An upper bound on certain finite trigonometric series given a lower bound

Solution 1:

Today,I have solve this problem.

we only note this problem have follow form $$f\left(x-\dfrac{2\pi}{3}\right)+f(x)+f\left(x+\dfrac{2\pi}{3}\right)=3$$

because use $$\sin{(x+y)}+\sin{(x-y)}=2\sin{x}\cos{x}$$ $$\cos{(x+y)}+\cos{(x-y)}=2\cos{x}\cos{y}$$ $$\Longrightarrow \sin{(x-\dfrac{2\pi}{3})}+\sin{(x+\dfrac{2\pi}{3})}=-sin{x}$$ $$\cdots\cdots$$ $$\cos{(2x+\dfrac{4\pi}{3})}+\cos{(2x-\dfrac{4\pi}{3})}=-\cos{(2x)}$$ so $$\sin{(x-\dfrac{2\pi}{3})}+\sin{x}+\sin{(x+\dfrac{2\pi}{3})}=0$$ $$\cos{(x-\dfrac{2\pi}{3})}+\cos{x}+\cos{(x+\dfrac{2\pi}{3})}=0$$ $$\sin{(2x-\dfrac{4\pi}{3})}+\sin{2x}+\sin{(2x+\dfrac{4\pi}{3})}=0$$

$$\cos{(2x-\dfrac{4\pi}{3})}+\cos{2x}+\cos{(2x+\dfrac{4\pi}{3})}=0$$

Solution 2:

As obareey mentioned in the comments to the question, a (finite) sum of sine waves of the same frequency is again a sine wave of that frequency. In particular, we have $$\begin{align} a \sin x + b \cos x &= \sqrt{a^2 + b^2} \cos(x + \phi_1) \\ c \sin 2x + d \cos 2x &= \sqrt{c^2 + d^2} \cos(2x + \phi_2) \end{align}$$ for some $\phi_1, \phi_2 \in \mathbb R$. Denote $\alpha := \sqrt{a^2 + b^2}$, $\beta := \sqrt{c^2 + d^2}$, and $$ g(x) := \alpha \cos(x + \phi_1) + \beta \cos(2x + \phi_2) = f(x) - 1. $$ It suffices to show that if there exists an $x^* \in \mathbb R$ such that $g(x^*) \geq 2$, then there exists an $x' \in \mathbb R$ such that $g(x') \leq -1$.

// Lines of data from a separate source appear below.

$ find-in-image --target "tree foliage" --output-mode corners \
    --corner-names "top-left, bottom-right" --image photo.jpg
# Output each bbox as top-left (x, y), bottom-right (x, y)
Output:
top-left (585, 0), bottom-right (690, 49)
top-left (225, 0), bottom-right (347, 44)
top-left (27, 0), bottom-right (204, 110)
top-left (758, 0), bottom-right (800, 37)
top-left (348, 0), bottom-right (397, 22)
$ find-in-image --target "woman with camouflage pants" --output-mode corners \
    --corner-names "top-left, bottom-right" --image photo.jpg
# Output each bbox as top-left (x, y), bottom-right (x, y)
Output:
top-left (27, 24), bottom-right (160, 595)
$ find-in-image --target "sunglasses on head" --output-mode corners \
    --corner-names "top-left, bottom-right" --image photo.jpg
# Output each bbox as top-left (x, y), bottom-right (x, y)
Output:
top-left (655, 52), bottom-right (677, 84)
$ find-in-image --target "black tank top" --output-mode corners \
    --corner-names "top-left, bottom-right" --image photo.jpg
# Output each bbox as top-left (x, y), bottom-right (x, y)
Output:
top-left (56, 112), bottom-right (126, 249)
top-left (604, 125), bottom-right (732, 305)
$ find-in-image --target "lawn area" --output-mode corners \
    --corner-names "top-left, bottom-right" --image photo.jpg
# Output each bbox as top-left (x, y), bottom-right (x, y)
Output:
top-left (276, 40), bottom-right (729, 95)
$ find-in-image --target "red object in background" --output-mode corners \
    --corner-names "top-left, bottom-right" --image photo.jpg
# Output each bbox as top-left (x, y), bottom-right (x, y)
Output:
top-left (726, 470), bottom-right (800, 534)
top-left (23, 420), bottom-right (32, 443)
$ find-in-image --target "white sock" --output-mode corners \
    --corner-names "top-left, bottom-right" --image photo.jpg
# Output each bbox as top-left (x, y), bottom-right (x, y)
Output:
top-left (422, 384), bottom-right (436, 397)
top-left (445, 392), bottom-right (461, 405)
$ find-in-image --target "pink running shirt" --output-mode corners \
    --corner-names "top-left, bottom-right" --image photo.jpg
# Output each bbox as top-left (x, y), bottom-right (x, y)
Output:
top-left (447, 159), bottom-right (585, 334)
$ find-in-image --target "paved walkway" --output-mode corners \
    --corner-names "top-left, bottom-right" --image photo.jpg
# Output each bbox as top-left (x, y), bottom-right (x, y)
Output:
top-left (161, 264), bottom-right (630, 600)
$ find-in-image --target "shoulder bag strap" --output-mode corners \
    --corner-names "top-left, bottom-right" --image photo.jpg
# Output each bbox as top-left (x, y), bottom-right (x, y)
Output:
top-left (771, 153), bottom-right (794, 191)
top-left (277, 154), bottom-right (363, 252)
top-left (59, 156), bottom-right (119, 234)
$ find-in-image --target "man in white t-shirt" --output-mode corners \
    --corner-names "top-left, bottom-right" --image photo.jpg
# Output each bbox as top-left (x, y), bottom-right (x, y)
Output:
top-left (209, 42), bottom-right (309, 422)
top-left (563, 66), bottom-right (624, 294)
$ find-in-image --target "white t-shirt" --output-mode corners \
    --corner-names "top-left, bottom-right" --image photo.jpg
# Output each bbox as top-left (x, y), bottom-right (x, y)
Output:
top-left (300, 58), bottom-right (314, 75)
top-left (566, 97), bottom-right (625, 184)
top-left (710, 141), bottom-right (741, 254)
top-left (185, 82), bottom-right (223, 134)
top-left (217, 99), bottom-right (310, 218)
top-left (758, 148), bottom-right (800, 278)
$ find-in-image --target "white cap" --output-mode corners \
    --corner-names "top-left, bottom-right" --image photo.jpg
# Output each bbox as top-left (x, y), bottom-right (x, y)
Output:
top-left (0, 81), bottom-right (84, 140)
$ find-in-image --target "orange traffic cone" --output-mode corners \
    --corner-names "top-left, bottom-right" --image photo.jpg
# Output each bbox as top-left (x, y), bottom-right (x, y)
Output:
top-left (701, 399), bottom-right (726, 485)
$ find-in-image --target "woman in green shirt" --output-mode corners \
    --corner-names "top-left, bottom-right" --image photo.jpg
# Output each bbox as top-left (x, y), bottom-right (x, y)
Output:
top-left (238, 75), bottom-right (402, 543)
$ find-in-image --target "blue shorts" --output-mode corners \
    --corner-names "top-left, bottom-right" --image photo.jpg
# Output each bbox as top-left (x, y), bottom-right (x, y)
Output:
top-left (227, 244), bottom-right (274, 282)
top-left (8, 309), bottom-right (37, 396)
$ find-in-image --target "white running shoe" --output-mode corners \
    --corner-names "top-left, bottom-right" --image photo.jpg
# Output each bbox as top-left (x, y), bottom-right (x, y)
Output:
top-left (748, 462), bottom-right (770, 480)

To prove, first note that since $\alpha, \beta \geq 0$ and $\cos \leq 1$, we have $\alpha + \beta \geq g(x^*) \geq 2$. Next, consider the sets $$\textstyle S := \{ x \in \mathbb{R} : \cos(x + \phi_1) \leq -\frac{1}{2}\} = \bigcup_{k \in \mathbb{Z}} \left[2\pi k - \phi_1 + \frac{2\pi}{3}, 2\pi k - \phi_1 + \frac{4\pi}{3}\right] \\\textstyle T := \{ x \in \mathbb{R} : \cos(2x + \phi_2) \leq -\frac{1}{2}\} = \bigcup_{k \in \mathbb{Z}} \left[\pi k - \frac{\phi_2}{2} + \frac{\pi}{3}, \pi k - \frac{\phi_2}{2} + \frac{2\pi}{3}\right]. $$ Observe that $S$ is composed of closed intervals of length $2\pi/3$, while $$\textstyle \mathbb R \setminus T = \bigcup_{k \in \mathbb{Z}} \left(\pi k - \frac{\phi_2}{2} - \frac{\pi}{3}, \pi k - \frac{\phi_2}{2} + \frac{\pi}{3}\right) $$ is composed of open intervals of length $2\pi/3$. Thus $S \not\subseteq \mathbb{R} \setminus T$, meaning that $S \cap T \neq \varnothing$. If we now choose an $x' \in S \cap T$, then $g(x') \leq -\frac{1}{2}(\alpha + \beta) \leq -1$, as desired.